Mintel Int’l. Group Ltd. v. Neergheen, No. 08 C 3939, 2008 WL 2782818 (N.D. Ill. Jul. 16, 2008) (Dow, J.).

 

Judge Dow granted plaintiff a limited temporary restraining order (“TRO”) in this trade secret and non-compete case. After defendant gave plaintiff his notice of resignation from plaintiff’s marketing department, plaintiff began monitoring defendant’s computer use. This monitoring allegedly showed that defendant copied, emailed or printed various pieces of confidential information, including plaintiff’s client and vendor lists. Defendant then allegedly used those documents, in violation of defendant’s employment agreements, with defendant’s new employer, plaintiff’s alleged competitor.

 

The Court held that plaintiff had shown at least some likelihood of success regarding its trade secret misappropriation and Computer Fraud and Abuse Act claims based upon the alleged copying, emailing or printing of plaintiff’s client lists and other strategic documents. The Court also held that plaintiff showed a strong likelihood of success on elements of its breach of the non-compete and employment agreement claims. But the Court noted that it appeared likely that some provisions of the agreements were not enforceable.

The Court determined that plaintiff’s alleged harm would be irreparable – the use of plaintiff’s trade secret documents would result in lost sales and clients.

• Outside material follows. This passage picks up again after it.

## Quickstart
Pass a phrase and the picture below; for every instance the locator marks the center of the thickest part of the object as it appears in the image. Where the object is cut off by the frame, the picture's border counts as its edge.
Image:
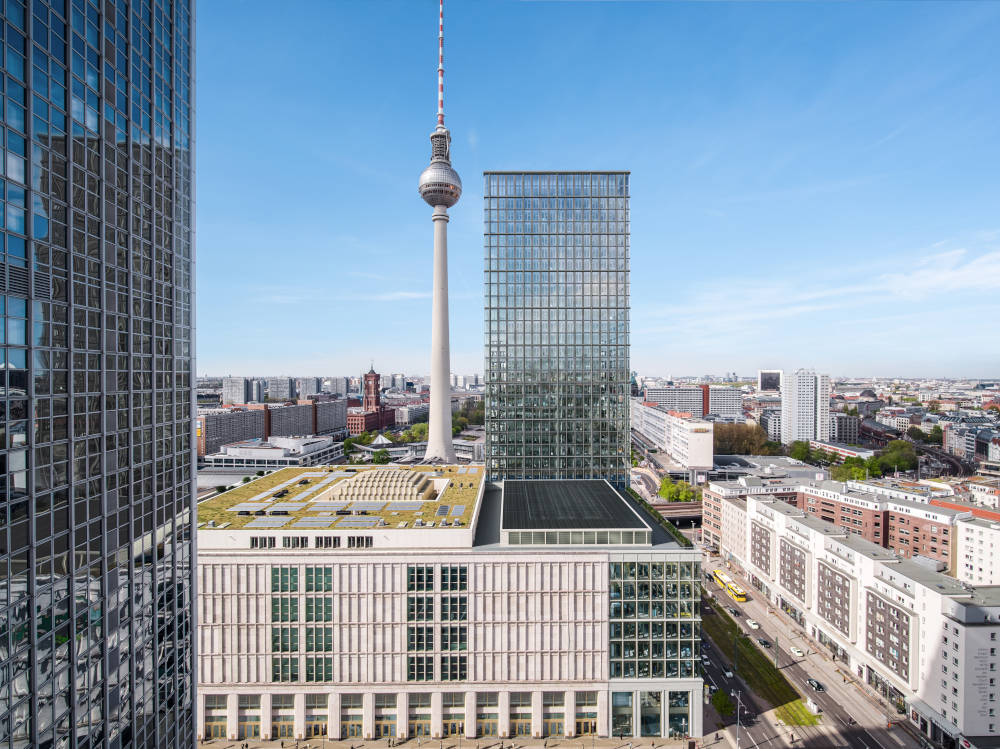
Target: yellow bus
(733, 590)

Because plaintiff had shown a likelihood of success on the merits and irreparable harm, the Court entered a TRO. The Court ordered defendant and his agents not to use, reference or copy any documents misappropriated from plaintiff, and to return any such documents to plaintiff. The Court also enjoined defendant from soliciting any of plaintiff’s customers or clients whom defendant had contact with during the previous twelve months. And the Court enjoined defendant from soliciting plaintiff’s employees. The Court also ordered defendant to produce forensic copies of any of his personal computers.

But the Court did not enjoin defendant from working for his new employer. The Court noted that a TRO was an extraordinary remedy. And based on the available evidence, the Court was unwilling to use a TRO to end defendant’s employment, even for a limited period.